# allgemeine Frage über Server-Client-Kommunikation



## marky8264 (30. Jan 2013)

hallo,

ich bin mir nicht sicher, ob es hier her passt. Deswegen probier ich es einfach mal.

Ich habe in Prinzip eine ganz einfache Frage: Wie kann ich mir am Server anzeigen lassen, ob eine Verbindung zum Client existiert?

Also zu den Details:
- eine App greift auf eine DB zu, welche auf einem Server liegt
- die App ist in Java geschrieben und verwendet Spring und Hibernate

Natürlich habe ich mich schon Internet schlau gemacht und herausgefunden, dass ich mit netstat mir alle aktuellen Netzwerkverbindungen ansehen kann. Das Problem aber dabei ist, dass der Eintrag zum Client nach einiger Zeit aus der Liste verschwindet, obwohl die App immer noch am Client läuft. 

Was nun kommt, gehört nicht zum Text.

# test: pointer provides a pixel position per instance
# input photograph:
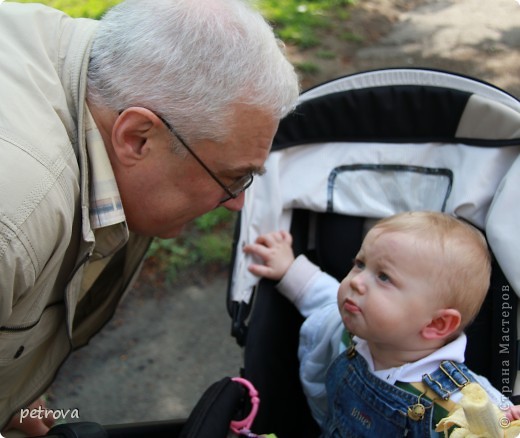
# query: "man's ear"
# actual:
(131, 134)
(445, 323)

Könnt ihr mir vll bei diesen Problem weiterhelfen?
mfg


----------



## Bizarrus (30. Jan 2013)

Du hast einen falschen Ansatz.
Wenn du derartiges visualisieren möchtest, bleiben dir zwei Optionen:

Option A:
Die App sendet in regelmässigen Abständen ein "Hallo hier bin ich", also einfach ein Request, so dass dies wieder in den netstats erscheint, aber hier gibt es einen nachteil: die dauernden anfragen sind ned sehr effektiv

Option B:
Man beschäftigt sich mit Sockets und überlässt einen Server die verbindungen der Clienten.


----------



## deetee (30. Jan 2013)

Wie verbindest du die App/Client mit der DB? Ist da kein Webservice/Tier mehr dazwischen?


----------



## marky8264 (30. Jan 2013)

Bizarrus hat gesagt.:


> Du hast einen falschen Ansatz.



Was meinst du damit? Für mich ist es unwichtig, ob der Client weiß, dass die DB noch vorhanden ist. Denn wenn sie es nicht ist, dann bekomme ich eine Exception.

Es geht um folgende Sache. Ich möchte gerne, dass mein Server automatisch erkennt, wenn er nicht mehr benötigt wird und sich herunterfährt.

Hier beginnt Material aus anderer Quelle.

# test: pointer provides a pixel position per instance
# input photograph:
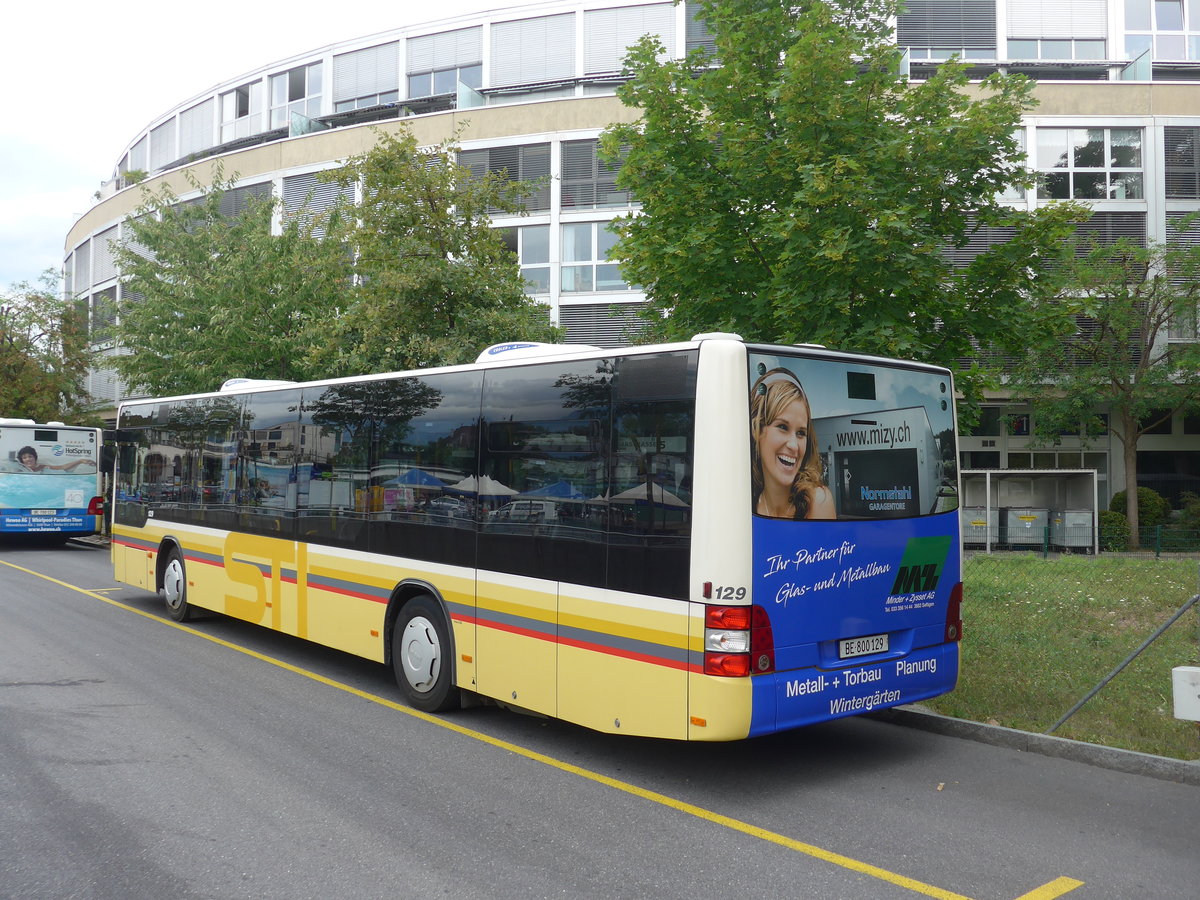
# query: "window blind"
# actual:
(447, 49)
(607, 34)
(1061, 18)
(162, 145)
(947, 23)
(373, 70)
(196, 127)
(532, 51)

Ad Option A: ich habe so etwas ähnliches bereits probiert und zwar habe ich in regelmäßigen Abständen einen Http-Request gestellt (neben der DB läuft auch noch ein apache mit). Aber dadurch ist trotzdem der Eintrag nicht wiedergekommen.

Ad Option B: Das habe ich nicht ganz verstanden :bahnhof:. Was meinst du damit?



deetee hat gesagt.:


> Wie verbindest du die App/Client mit der DB? Ist da kein Webservice/Tier mehr dazwischen?

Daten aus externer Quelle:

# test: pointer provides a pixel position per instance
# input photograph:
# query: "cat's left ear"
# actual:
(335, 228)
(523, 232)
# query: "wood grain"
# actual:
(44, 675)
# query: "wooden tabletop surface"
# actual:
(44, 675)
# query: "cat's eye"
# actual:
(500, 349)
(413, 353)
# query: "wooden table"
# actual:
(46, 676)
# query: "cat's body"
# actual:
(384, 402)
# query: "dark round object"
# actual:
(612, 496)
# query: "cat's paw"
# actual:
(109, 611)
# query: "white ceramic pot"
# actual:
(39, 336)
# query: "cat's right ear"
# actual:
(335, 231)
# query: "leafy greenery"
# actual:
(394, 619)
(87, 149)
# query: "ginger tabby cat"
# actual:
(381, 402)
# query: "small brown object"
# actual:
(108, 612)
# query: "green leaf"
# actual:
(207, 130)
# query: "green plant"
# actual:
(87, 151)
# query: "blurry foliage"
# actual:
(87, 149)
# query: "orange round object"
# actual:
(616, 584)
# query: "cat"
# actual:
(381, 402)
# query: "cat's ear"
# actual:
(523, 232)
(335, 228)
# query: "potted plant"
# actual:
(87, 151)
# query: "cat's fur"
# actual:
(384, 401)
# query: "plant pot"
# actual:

Es handelt sich um einen MySQL-Server. Die Verbindung erfolgt über Hibernate und dazu muss ich nur die URL eingeben.

mfg


----------



## tröööt (31. Jan 2013)

marky8264 hat gesagt.:


> Es geht um folgende Sache. Ich möchte gerne, dass mein Server automatisch erkennt, wenn er nicht mehr benötigt wird und sich herunterfährt.



gut ... und wie soll das system dann erkennen das es wieder gebraucht wird wenn es abgeschaltet ist ?

alleine das wort "server" impliziert doch schon die tatsache das ein system mit gewissen diensten dauerhaft läuft und auf anfragen wartet ... wenn man es abschaltet wenn eine gewisse zeit keine anfragen kam muss man auch einen sicherungsmechanismus einbauen der das system wieder reaktiviert wenn es durch eine neue anfrage wieder gebraucht wird ... und so lange das nicht umgesetzt wurde (wenn überhaupt machbar) ist die ganze aktion sinnlos da man so die systemverfügbarkeit verliert ...


----------



## marky8264 (31. Jan 2013)

@tröööt: Wie ich bereits sagte, habe ich schon einige Zeit investiert und mich im Internet schlau gemacht. Ich weiß was ein Server ist. Es ist sehr wohl möglich, einen abgeschalteten Computer übers Netz zu starten. Dieser Mechanismus nennt sich Wake-On-Lan (WoL). Dabei sendet der Client einfach ein Magic-Paket an den Server. 

Das funktioniert bereits teilweise. Das einzige Problem ist nur noch, wie ich den Server aus einen Subnetz starte, aber dazu habe ich auch schon einen Lösungsansatz gefunden (denn ich noch nicht getestet habe).


----------